The materials decline was echoed by the remaining nine key
sectors, with energy sliding 1.7 percent and the hefty
financials group, which has considerable exposure to resource
companies, also retreating 1.7 percent.
Toronto-Dominion Bank TD.TO , fell 2.1 percent to C$51.50,
while Royal Bank of Canada RY.TO lost 1.7 percent to C$71.88.
There were 208 decliners and 37 advancers, for a 5.62-to-1
ratio on the downside. The index posted three new 52-week highs
and 11 new lows.
"This market has done this before.
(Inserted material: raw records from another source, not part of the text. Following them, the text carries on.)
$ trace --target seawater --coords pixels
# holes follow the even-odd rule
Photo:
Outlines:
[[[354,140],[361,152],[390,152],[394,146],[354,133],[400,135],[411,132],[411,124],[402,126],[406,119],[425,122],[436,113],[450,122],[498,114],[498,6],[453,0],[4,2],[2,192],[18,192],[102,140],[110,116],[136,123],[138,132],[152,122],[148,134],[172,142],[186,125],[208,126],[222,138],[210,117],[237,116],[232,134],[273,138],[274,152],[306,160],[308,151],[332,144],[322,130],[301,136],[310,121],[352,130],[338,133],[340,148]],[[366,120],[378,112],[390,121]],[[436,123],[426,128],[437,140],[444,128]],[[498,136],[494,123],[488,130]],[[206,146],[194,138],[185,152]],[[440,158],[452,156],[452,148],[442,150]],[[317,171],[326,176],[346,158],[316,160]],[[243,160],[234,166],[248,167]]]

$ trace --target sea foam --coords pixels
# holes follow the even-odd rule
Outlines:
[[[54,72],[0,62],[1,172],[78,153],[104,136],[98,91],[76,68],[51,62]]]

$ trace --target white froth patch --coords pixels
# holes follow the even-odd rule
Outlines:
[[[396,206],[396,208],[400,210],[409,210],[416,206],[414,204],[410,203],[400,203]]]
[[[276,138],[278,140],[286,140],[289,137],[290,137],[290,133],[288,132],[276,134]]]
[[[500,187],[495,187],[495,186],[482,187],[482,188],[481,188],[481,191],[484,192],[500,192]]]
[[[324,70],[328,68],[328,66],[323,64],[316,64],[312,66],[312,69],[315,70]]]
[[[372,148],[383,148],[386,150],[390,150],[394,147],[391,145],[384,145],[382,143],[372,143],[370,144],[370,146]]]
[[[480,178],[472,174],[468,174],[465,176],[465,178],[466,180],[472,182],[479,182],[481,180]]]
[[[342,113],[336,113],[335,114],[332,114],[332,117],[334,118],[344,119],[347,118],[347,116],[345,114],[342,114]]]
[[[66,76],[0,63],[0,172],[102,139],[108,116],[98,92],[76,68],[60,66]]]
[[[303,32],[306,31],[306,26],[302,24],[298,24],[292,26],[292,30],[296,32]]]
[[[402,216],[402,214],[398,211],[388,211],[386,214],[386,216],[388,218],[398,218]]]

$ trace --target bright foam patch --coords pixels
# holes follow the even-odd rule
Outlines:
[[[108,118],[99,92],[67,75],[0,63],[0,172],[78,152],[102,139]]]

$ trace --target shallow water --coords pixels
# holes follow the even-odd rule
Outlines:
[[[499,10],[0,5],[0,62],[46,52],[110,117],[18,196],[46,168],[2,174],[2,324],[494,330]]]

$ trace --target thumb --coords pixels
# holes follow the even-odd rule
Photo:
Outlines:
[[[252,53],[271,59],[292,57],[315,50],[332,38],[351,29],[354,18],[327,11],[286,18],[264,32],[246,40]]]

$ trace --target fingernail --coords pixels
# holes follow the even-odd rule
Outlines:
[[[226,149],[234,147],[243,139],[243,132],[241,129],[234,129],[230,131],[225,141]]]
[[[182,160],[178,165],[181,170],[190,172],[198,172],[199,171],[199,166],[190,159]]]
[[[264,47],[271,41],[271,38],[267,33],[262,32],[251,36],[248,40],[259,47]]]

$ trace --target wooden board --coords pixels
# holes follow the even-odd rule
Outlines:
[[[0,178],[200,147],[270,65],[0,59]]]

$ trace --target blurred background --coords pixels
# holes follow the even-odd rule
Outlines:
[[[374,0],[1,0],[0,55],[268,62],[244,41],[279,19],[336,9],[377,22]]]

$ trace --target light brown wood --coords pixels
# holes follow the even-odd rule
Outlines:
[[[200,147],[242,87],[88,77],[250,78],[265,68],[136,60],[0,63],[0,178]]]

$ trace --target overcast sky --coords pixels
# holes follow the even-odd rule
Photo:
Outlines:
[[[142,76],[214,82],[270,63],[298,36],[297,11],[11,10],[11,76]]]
You really don't have to
have a major reason - once the selling starts, it accelerates.
And the buying is the same," said David Cockfield, managing
director and portfolio manager at Northland Wealth Management.
"It's volatility and a tendency for people trying to follow
the market rather than just invest ... they jumped all over the
mining stocks."
Gold futures GCc1 fell 0.7 percent to $1,123 an ounce.
GOL/ U.S. crude CLc1 prices were down 1.8 percent to $46.17
a barrel, while Brent crude LCOc1 added 0.1 percent to
$48.97. O/R
Cockfield said if the downward volatility continues, buying
opportunities could present themselves but cautioned "Our view
is if you get caught up in volatility, you're going to lose."